Como resultado, o défice orçamental deste ano foi revisto de 0,5% para 2,6%, face aos 1,7% do ano passado. Isto não parece muito em comparação com outros países, mas, ao contrário deles, a Rússia não pode contrair empréstimos nos mercados obrigacionistas internacionais e deve contar com bancos nacionais para obter empréstimos.
O ministro das Finanças, Anton Siluanov, disse que aumentar a renda era preferível a aumentar o endividamento e disse que o endividamento excessivo “levará a uma aceleração da inflação e, como resultado, a um aumento nas taxas de juros diretoras do banco central”, o que prejudicará o investimento e o crescimento.
Um aumento do IVA pode inicialmente aumentar a inflação à medida que os comerciantes alteram as suas listas de preços. Mas, a longo prazo, poderá reduzir as pressões sobre os preços, ao reduzir a procura de bens, e ajudar o banco central a lutar para manter a inflação sob controlo.

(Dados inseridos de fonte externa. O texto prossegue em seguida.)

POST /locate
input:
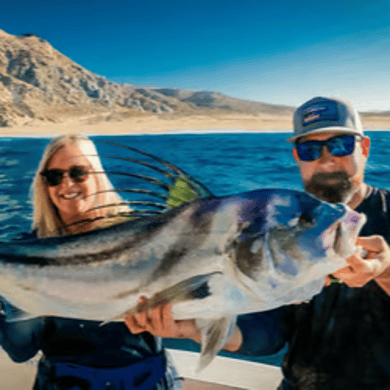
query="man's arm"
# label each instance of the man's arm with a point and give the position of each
(375, 265)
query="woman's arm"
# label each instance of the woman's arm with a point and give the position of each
(20, 339)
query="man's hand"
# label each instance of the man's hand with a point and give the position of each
(374, 265)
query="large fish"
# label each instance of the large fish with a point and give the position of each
(214, 258)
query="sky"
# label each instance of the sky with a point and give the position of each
(280, 52)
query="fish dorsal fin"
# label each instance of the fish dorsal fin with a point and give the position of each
(148, 185)
(215, 334)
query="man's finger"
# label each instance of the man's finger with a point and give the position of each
(372, 243)
(133, 325)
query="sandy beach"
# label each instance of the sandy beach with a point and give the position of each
(157, 124)
(151, 124)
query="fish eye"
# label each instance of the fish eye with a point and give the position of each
(306, 221)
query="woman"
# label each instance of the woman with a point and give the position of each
(69, 187)
(68, 191)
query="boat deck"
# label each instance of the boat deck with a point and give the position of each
(222, 374)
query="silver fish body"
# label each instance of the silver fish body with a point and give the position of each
(214, 258)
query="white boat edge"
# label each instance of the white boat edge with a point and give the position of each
(222, 373)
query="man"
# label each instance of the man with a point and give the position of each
(341, 338)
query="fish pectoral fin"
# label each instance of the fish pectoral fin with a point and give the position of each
(13, 313)
(194, 288)
(215, 334)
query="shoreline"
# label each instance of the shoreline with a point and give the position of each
(158, 125)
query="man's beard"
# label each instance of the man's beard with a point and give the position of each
(332, 187)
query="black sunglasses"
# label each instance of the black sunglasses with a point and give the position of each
(339, 146)
(77, 173)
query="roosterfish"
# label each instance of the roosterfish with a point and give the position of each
(213, 257)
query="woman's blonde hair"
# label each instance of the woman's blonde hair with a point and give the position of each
(46, 221)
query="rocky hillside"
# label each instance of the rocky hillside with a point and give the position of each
(38, 83)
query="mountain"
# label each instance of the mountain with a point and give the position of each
(38, 83)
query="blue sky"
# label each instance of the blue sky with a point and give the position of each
(282, 52)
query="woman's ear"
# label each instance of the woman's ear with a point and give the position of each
(295, 154)
(366, 147)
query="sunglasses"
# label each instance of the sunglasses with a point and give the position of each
(77, 173)
(339, 146)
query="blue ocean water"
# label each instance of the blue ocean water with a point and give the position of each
(225, 162)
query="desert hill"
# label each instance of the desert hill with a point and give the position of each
(38, 83)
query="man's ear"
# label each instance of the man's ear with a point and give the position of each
(366, 147)
(295, 154)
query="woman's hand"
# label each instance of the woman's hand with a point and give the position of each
(160, 322)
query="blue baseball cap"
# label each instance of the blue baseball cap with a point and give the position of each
(322, 115)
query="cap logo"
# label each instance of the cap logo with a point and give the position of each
(324, 111)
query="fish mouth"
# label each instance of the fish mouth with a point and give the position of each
(344, 233)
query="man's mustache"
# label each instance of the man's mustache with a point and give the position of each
(326, 177)
(332, 187)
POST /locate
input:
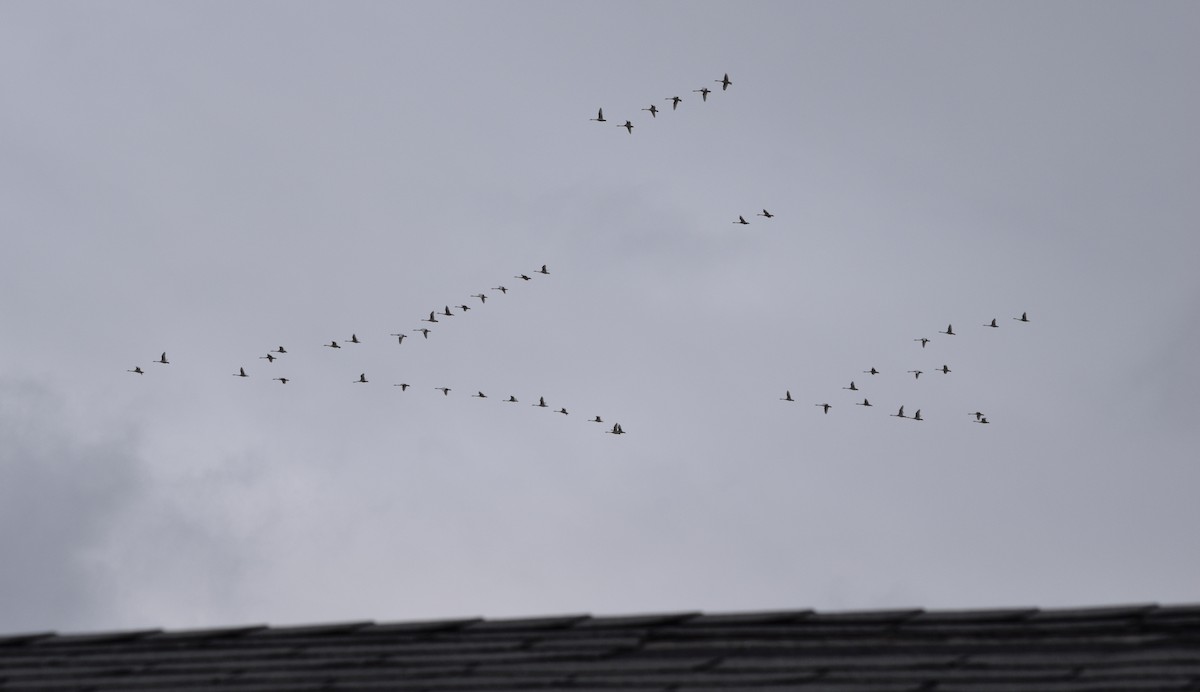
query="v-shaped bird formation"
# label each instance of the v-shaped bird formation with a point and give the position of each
(436, 316)
(979, 417)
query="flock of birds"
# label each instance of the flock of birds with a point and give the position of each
(425, 331)
(675, 106)
(979, 416)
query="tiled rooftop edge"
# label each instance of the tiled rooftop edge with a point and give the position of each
(579, 621)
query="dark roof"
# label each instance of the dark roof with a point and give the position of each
(1133, 648)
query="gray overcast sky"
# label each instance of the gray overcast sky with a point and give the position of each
(219, 179)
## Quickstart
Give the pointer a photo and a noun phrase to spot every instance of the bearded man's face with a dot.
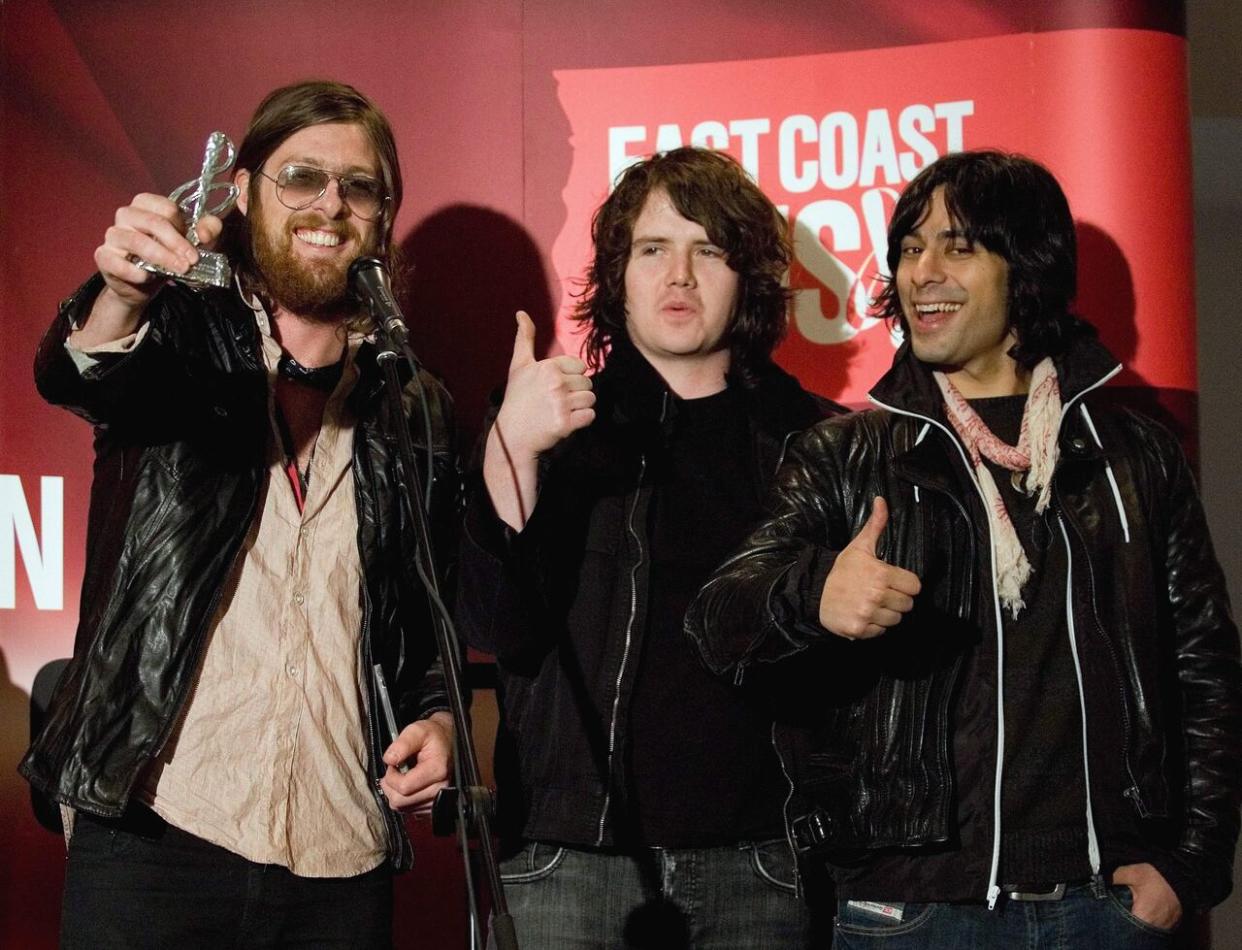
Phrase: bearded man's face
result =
(303, 256)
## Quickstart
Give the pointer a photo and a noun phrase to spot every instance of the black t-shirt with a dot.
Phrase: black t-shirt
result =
(701, 761)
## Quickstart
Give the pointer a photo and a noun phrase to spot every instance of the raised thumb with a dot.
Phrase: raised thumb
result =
(868, 537)
(523, 343)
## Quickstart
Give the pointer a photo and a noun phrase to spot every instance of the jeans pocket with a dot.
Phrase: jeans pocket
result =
(1122, 899)
(773, 863)
(534, 862)
(876, 918)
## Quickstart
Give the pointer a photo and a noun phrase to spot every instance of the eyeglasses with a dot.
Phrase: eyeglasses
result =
(299, 186)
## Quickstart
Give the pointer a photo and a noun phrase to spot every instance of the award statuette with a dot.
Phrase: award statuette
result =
(213, 267)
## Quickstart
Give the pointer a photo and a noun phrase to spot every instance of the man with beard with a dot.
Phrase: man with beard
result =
(216, 733)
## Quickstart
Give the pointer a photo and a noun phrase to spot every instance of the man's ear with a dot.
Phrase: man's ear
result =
(241, 178)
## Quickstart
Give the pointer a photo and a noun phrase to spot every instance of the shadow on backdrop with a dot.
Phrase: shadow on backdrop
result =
(1106, 298)
(472, 268)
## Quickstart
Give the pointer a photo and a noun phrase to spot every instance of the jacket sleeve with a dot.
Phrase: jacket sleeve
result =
(763, 604)
(427, 693)
(119, 384)
(1210, 681)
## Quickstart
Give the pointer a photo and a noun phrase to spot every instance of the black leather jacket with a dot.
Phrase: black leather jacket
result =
(563, 605)
(866, 727)
(181, 424)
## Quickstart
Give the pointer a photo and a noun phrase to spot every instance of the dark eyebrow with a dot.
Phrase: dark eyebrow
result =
(357, 170)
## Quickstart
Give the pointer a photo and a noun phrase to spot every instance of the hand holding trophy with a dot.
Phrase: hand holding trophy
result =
(213, 267)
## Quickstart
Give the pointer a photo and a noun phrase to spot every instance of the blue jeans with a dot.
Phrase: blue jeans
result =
(1079, 920)
(729, 898)
(138, 883)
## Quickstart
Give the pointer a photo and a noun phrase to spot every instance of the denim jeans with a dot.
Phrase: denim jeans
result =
(1079, 920)
(137, 883)
(730, 898)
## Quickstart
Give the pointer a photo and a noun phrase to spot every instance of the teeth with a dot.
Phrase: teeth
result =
(321, 239)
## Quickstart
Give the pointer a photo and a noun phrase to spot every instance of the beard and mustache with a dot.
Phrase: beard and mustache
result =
(313, 289)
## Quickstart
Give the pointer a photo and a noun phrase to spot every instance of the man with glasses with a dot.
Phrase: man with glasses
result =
(216, 733)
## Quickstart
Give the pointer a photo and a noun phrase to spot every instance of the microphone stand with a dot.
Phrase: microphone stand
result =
(470, 804)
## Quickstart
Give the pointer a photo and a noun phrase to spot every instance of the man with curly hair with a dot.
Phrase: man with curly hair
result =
(640, 797)
(1015, 696)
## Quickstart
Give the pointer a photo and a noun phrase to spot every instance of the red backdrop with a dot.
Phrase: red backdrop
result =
(511, 119)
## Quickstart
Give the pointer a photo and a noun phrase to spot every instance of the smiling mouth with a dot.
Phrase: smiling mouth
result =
(318, 239)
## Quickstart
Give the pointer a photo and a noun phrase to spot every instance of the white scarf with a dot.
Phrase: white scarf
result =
(1035, 453)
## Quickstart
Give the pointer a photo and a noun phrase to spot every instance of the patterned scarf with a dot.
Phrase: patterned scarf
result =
(1035, 455)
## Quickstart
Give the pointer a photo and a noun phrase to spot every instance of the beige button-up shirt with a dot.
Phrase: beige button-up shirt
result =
(270, 756)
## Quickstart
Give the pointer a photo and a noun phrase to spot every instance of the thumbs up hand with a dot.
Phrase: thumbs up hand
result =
(863, 596)
(544, 400)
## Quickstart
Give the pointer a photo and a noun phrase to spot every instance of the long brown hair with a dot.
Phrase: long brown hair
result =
(290, 109)
(713, 190)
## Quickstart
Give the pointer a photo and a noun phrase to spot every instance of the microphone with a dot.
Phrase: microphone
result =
(369, 281)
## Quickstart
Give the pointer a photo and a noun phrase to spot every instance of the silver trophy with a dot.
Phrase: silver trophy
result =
(213, 267)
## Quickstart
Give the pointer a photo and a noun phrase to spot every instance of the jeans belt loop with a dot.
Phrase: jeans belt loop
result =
(1056, 893)
(811, 830)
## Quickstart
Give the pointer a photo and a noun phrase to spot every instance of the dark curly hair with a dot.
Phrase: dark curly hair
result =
(1012, 206)
(299, 106)
(713, 190)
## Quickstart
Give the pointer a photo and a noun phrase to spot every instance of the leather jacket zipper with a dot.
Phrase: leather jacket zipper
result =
(625, 652)
(208, 616)
(1092, 840)
(1127, 732)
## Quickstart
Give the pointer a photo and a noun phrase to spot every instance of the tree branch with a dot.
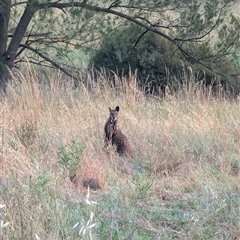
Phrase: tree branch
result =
(49, 60)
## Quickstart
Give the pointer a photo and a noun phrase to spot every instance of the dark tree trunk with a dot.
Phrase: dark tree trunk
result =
(5, 7)
(8, 54)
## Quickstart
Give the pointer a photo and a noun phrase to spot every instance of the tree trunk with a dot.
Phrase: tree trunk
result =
(5, 7)
(8, 55)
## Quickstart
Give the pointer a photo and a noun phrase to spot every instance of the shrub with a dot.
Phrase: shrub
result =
(157, 60)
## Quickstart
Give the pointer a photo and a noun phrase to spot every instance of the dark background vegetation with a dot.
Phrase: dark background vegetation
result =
(158, 62)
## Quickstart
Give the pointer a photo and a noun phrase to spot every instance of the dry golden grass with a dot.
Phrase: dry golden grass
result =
(186, 143)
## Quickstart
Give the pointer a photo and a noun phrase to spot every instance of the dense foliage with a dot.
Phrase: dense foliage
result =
(158, 62)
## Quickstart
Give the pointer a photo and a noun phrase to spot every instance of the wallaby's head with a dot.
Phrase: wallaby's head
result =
(113, 114)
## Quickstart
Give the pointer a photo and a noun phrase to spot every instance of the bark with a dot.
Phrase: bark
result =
(8, 56)
(5, 7)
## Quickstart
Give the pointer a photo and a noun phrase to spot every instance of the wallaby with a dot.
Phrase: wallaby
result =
(114, 136)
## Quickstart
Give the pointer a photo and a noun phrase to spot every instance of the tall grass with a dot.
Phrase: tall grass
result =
(182, 181)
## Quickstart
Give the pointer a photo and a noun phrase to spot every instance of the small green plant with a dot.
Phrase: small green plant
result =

Os aumentos de impostos e taxas representam um retrocesso para a economia russa durante a guerra em relação aos dois anos anteriores, que colocaram mais dinheiro nos bolsos das pessoas. Os então elevados preços de exportação do petróleo encheram os cofres do Estado, enquanto enormes aumentos nas despesas militares estimularam as contratações e os salários dos trabalhadores das fábricas acompanharam a inflação. No entanto, o recrutamento militar e os bónus por morte também proporcionaram fluxo de caixa às regiões pobres.
Alexandra Prokopenko, do Carnegie Russia Eurasia Center, em Berlim, disse que Putin não ficará sem dinheiro no curto prazo.
“O crescimento está a abrandar, mas as empresas estão a pagar impostos, as pessoas estão a consumir, a receber salários e a pagar impostos sobre isso”, disse ele. “Para os próximos 12 ou 14 meses, Putin terá dinheiro suficiente para manter o atual esforço de guerra e o atual nível de gastos.”
A partir de agora, disse ele, “ele terá que fazer escolhas difíceis, compromissos, entre manter o esforço militar ou, por exemplo, manter a abundância do consumo, para que as pessoas não sintam 100% que a guerra está acontecendo”.